Story Worth Response by John Nyfeler

 

What I have won in the past?  I did win something.

 

As a 1953 high school senior, I won a letter sweater as a three year member of the Del Rio High School, Wildcat track and field team.  It is a handsome, white, heavy, mid-length, wool sweater with the D/R overlapped letters embroidered emblem, with three hash marks in the maroón and gold colors of the school.  The irony of the award won is that in the three years a track team member, I never, ever won a race…not in 880 yards (this is before we all came to use the métric measure for track distances) or the mile or in any relays.  I got lots of seconds, and thirds, and fourths; enough to help the team in gathering points in team competition.  I won the letter sweater by routinely coming close but not winning.

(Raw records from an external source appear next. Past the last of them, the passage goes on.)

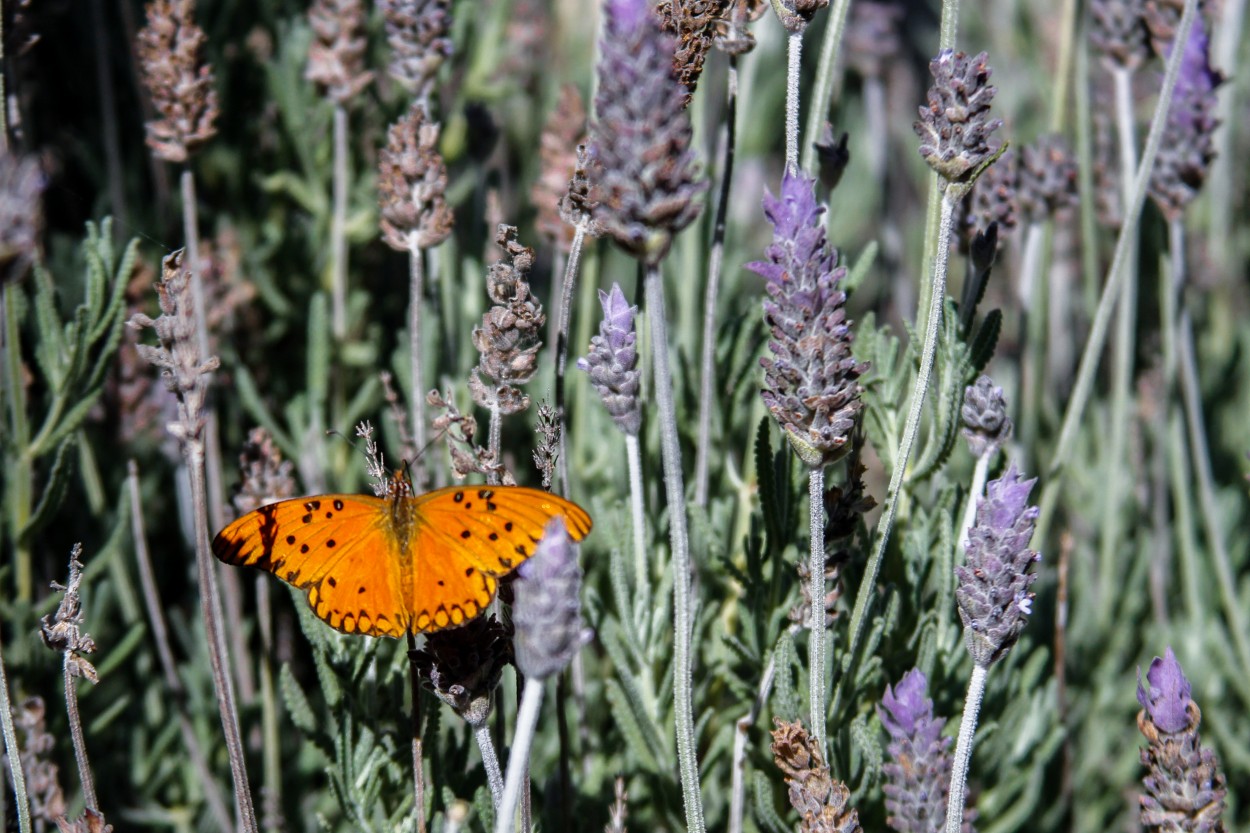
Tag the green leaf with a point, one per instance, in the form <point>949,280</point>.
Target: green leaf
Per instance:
<point>54,492</point>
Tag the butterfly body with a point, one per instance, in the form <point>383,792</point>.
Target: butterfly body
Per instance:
<point>400,564</point>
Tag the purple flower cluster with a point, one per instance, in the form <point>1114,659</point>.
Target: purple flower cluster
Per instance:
<point>811,382</point>
<point>918,776</point>
<point>993,593</point>
<point>613,362</point>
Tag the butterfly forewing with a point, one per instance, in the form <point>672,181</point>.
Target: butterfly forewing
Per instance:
<point>338,548</point>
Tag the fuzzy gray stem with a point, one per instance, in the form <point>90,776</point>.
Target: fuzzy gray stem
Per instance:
<point>75,722</point>
<point>160,633</point>
<point>519,757</point>
<point>885,525</point>
<point>339,227</point>
<point>489,762</point>
<point>964,751</point>
<point>794,63</point>
<point>683,603</point>
<point>641,569</point>
<point>416,364</point>
<point>823,90</point>
<point>1116,274</point>
<point>210,608</point>
<point>816,589</point>
<point>14,753</point>
<point>715,259</point>
<point>568,285</point>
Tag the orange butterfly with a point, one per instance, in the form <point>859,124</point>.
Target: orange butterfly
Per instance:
<point>385,567</point>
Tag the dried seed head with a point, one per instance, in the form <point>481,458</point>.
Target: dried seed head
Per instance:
<point>823,803</point>
<point>546,608</point>
<point>1119,33</point>
<point>463,666</point>
<point>21,214</point>
<point>63,632</point>
<point>1184,787</point>
<point>1188,146</point>
<point>955,125</point>
<point>419,35</point>
<point>1046,179</point>
<point>986,425</point>
<point>266,477</point>
<point>613,362</point>
<point>563,135</point>
<point>336,56</point>
<point>179,84</point>
<point>993,593</point>
<point>811,382</point>
<point>511,330</point>
<point>693,23</point>
<point>411,180</point>
<point>641,135</point>
<point>178,357</point>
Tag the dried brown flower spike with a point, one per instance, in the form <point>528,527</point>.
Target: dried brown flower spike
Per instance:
<point>336,58</point>
<point>179,83</point>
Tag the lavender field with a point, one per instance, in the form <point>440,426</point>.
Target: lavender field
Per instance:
<point>616,415</point>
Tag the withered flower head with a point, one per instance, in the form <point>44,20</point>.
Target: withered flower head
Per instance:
<point>694,25</point>
<point>811,382</point>
<point>336,56</point>
<point>179,84</point>
<point>823,803</point>
<point>955,125</point>
<point>418,34</point>
<point>1188,146</point>
<point>510,334</point>
<point>181,368</point>
<point>563,134</point>
<point>411,180</point>
<point>1046,180</point>
<point>641,135</point>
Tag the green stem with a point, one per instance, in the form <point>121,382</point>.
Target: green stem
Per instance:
<point>936,297</point>
<point>823,91</point>
<point>964,749</point>
<point>1090,355</point>
<point>683,603</point>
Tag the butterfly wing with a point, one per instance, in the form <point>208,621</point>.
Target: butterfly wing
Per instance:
<point>466,537</point>
<point>339,548</point>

In addition, the heavy wool sweater in Del Rio, Texas, along the Rio Grande, separating us from Mexico, was a piece of winter wear that was appropriate for about 1-1/2 days of a typical south-west Texas year’s weather.   That meteorological fact has been a contributor to the lucky outcome of the sweater being in about pristine condition after these 66 years that have passed.  The letter sweater is in a protective clear plastic envelope in a treasure box somewhere, which, given some time, I could likely put my hands on.

Apropos to the sweater’s wool material, Del Rio, Texas advertises itself as the "Wool and Mohair Capital of the World”.  That’s where wool comes from.  Like the wool in my treasured 1953 letter sweater.   There are more sheep and goats in Val Verde County than in the human population by about 100 times, at the least.  And I am willing to embrace the romantic notion that there is at least a possibility that in its making, the wool in my letter sweater has come from sheep raised on the ranches of the families of my high school track team pals.  After being sent from one place to the other all across the world for grading and sorting, then cleaning and scouring, to carding and spinning, weaving and finishing the wool from those Del Rio sheep was sewn into the making of my letter sweater.

That old wool letter sweater that I won, keeps me tied to my fond and semi-reliable memories of high school days of the safe, Eisenhower years of the 1950’s of my childhood in Del Rio, Texas.  I am grateful.